Experimentation is a valuable tool in computer science. Random experimentation is, however, a danger. This post examines current research practices and casts doubt on their benefits. Inspired by the French writer Rousseau (1972)—society corrupts the individual—, my conviction is that the experimental community corrupts the researcher.
The scientific method has evolved throughout the centuries, and philosophers have had a distinguished role in that change by questioning the beliefs used to guide discoveries; by challenging new ways of thinking, sometimes without providing any answers, for the pleasure of asking questions (Russell 1997). This passion and awakened mind are missing in the current computer science community. Empiricists, especially, write large amounts of plain technical reports tracing experiments, oblivious to the beauty of essays, the excitement of sharing outlandish ideas. Going through the literature has often become a mechanical skimming/scanning task, seeking for numbers that highlight those decimals that the proposed techniques outperform their competitors by. These results sustain a sort of research, based on a mere parameter tuning of established algorithms.
The purpose of this viewpoint is to show the disenchantment that would-be researchers—even tenured researchers—suffer and to denounce the proliferation of questionable practices that are killing innovation.
We first review the effect of the modern obsession for publishing and to what extent academic research has distorted experimental science. Next, we see what calls the current methodology into question and why approaches are simply ignored or incomprehensibly revived.

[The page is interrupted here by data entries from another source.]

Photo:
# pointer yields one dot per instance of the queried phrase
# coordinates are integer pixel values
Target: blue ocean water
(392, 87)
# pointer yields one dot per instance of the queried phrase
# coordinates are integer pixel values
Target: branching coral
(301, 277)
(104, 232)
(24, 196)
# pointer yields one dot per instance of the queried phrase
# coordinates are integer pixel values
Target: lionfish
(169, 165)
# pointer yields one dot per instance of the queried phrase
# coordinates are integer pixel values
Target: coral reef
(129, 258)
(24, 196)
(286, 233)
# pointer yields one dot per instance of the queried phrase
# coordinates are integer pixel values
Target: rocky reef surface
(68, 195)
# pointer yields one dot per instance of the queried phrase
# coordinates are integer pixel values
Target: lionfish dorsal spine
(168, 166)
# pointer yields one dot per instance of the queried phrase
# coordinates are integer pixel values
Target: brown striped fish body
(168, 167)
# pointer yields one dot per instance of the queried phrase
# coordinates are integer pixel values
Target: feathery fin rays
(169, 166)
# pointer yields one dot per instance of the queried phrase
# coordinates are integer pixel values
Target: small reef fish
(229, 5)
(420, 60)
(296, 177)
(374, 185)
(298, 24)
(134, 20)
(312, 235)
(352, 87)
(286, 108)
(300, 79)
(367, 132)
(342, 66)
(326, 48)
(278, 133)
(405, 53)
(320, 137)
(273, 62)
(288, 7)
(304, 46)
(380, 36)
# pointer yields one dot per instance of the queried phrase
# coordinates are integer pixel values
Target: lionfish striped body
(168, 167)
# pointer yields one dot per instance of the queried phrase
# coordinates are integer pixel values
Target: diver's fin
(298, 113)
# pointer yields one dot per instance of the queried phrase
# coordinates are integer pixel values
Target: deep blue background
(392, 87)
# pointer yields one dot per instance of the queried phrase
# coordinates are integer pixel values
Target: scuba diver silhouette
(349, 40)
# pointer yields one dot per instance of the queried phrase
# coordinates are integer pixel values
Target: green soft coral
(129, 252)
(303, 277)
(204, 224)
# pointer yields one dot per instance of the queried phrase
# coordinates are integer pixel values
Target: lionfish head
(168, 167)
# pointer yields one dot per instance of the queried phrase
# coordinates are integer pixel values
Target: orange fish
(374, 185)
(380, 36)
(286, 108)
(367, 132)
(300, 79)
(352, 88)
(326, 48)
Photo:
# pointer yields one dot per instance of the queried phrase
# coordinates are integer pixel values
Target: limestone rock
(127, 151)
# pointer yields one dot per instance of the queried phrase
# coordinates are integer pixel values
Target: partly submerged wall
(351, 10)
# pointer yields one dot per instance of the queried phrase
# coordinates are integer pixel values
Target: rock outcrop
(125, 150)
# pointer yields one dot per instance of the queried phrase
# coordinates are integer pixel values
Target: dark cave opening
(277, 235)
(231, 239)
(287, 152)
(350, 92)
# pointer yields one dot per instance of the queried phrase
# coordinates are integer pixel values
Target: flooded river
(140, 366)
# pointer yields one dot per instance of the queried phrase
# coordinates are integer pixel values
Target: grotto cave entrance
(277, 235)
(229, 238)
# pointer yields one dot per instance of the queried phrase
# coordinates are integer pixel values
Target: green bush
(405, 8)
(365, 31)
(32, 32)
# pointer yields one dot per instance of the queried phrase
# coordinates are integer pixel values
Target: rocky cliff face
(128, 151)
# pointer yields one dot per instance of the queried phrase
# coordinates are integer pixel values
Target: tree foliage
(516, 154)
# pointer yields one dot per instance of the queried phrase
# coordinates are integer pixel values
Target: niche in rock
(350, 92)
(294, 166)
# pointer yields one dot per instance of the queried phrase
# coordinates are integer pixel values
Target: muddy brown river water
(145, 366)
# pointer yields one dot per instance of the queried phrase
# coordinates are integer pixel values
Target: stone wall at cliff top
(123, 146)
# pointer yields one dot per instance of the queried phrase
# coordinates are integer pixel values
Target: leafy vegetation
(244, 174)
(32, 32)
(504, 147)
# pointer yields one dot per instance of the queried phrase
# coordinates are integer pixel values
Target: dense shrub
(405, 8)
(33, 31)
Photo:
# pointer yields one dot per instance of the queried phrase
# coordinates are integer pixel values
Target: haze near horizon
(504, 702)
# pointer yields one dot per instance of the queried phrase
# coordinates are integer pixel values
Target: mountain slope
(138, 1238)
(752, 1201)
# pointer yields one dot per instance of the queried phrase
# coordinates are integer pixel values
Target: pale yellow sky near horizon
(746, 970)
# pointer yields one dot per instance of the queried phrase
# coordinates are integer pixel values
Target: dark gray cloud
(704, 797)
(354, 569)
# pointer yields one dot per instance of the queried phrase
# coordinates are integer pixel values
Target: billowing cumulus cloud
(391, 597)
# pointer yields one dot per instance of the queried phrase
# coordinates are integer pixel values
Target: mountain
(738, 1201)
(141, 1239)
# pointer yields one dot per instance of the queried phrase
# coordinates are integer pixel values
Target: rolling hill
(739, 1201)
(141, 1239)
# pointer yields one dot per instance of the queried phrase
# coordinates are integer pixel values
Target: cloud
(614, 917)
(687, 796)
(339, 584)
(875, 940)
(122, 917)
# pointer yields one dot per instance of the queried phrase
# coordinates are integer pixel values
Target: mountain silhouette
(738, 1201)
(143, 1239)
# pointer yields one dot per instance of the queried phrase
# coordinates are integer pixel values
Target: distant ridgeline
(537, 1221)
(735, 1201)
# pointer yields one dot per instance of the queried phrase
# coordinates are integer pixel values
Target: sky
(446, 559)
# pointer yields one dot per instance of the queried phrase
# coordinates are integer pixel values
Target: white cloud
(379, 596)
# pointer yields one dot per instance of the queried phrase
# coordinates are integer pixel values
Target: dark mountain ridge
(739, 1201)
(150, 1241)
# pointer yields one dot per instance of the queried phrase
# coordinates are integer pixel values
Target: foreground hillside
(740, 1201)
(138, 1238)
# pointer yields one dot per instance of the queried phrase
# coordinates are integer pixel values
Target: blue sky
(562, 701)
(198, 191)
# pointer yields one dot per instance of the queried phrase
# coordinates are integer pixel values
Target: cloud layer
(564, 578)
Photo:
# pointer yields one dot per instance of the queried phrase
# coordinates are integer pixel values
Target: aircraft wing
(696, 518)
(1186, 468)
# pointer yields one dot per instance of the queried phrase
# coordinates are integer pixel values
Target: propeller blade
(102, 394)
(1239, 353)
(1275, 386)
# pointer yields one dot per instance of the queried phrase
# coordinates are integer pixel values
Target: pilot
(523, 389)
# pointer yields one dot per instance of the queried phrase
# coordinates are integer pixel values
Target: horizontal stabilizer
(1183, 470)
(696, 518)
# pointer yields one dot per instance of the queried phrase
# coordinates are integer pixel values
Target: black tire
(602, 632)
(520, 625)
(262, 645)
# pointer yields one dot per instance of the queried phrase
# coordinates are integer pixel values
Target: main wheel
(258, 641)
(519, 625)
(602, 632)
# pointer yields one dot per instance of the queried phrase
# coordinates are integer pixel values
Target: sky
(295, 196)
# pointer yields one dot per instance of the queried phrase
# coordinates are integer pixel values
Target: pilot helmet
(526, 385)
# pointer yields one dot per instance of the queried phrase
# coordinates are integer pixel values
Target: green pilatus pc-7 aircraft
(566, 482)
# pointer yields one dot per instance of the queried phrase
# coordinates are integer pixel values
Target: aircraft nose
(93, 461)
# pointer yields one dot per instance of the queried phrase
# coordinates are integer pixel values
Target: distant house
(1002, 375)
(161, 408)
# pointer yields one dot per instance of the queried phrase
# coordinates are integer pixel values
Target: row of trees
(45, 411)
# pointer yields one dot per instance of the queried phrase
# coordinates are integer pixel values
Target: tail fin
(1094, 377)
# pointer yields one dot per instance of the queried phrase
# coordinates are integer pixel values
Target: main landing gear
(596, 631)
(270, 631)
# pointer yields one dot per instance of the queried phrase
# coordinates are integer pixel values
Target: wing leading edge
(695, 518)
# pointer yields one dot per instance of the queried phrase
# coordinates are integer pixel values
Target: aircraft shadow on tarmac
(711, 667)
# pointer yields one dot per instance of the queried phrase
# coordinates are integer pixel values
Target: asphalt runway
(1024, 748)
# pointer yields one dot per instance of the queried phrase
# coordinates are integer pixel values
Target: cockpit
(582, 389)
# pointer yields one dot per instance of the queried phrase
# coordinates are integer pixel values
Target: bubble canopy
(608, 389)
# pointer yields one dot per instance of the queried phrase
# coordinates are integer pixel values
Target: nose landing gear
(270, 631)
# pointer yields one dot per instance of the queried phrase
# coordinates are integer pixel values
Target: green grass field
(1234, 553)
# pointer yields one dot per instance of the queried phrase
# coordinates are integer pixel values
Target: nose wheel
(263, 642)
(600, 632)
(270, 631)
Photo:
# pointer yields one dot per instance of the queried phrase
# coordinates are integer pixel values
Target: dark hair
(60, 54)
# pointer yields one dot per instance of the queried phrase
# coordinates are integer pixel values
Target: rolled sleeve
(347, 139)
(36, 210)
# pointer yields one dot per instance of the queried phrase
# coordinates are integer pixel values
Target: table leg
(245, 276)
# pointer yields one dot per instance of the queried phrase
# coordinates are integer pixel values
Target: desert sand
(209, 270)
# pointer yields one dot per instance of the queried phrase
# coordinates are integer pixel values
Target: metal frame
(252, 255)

The perversion of the community
Pure research is becoming less attractive nowadays. Many research lines are abandoned since investors are more interested in applications—despite the relevance of fundamental investigation. Hence, the groups that subsist are because either their research is leading in applicative domains or their volume of publications is high. What is behind these numbers? Parnas (2007) makes a strong point about them and guts every single perversion of the community—authorship in pacts, monthly instalments, tailor-made conferences—that have encouraged superficial research made from overly large groups, repetition, insignificant studies, half-baked ideas… Publish or perish has wreaked havoc on daily investigation, at least in the halls of European academia.
Eventually, impact factors, h-index, g-index have become the fallacious indicators of good research/ers and fired up the paper factory. Fresh Ph.D. students are burdened junk writers as soon as they learn that their career will be measured by these statistics. The pressure is intensified by supervisors, assessed by the same yardstick, who need to keep CVs up-to-date or repay colleagues in the favour chain which promotes quantity over substance.
This compulsive publishing has plagued conferences and journals with so many papers that it is getting difficult to track innovative ideas. The more one reads, the more one bumps into similar attempts, déjà vus—which slow down the learning curve and discourage further reading. Showing off the abilities of regular methods to non-technical experts and cherry-picking results from much wider experimentation are the most common schemes. The raison d’être of empiricism has been abused and now entails repeated preliminary results with no further continuation.
Experimental computer science
Experimental computer science, defined as “an apparatus to be measured, a hypothesis to be tested, and systematic analysis of the data (to see whether its supports the hypothesis)” by Denning (1980), is recurrent in machine learning, algorithm development, and software engineering. Nevertheless, experimental methodology has been twisted; instead of sustaining conjectures, experiments are run to provide material to decide them retroactively—to build a posteriori theories.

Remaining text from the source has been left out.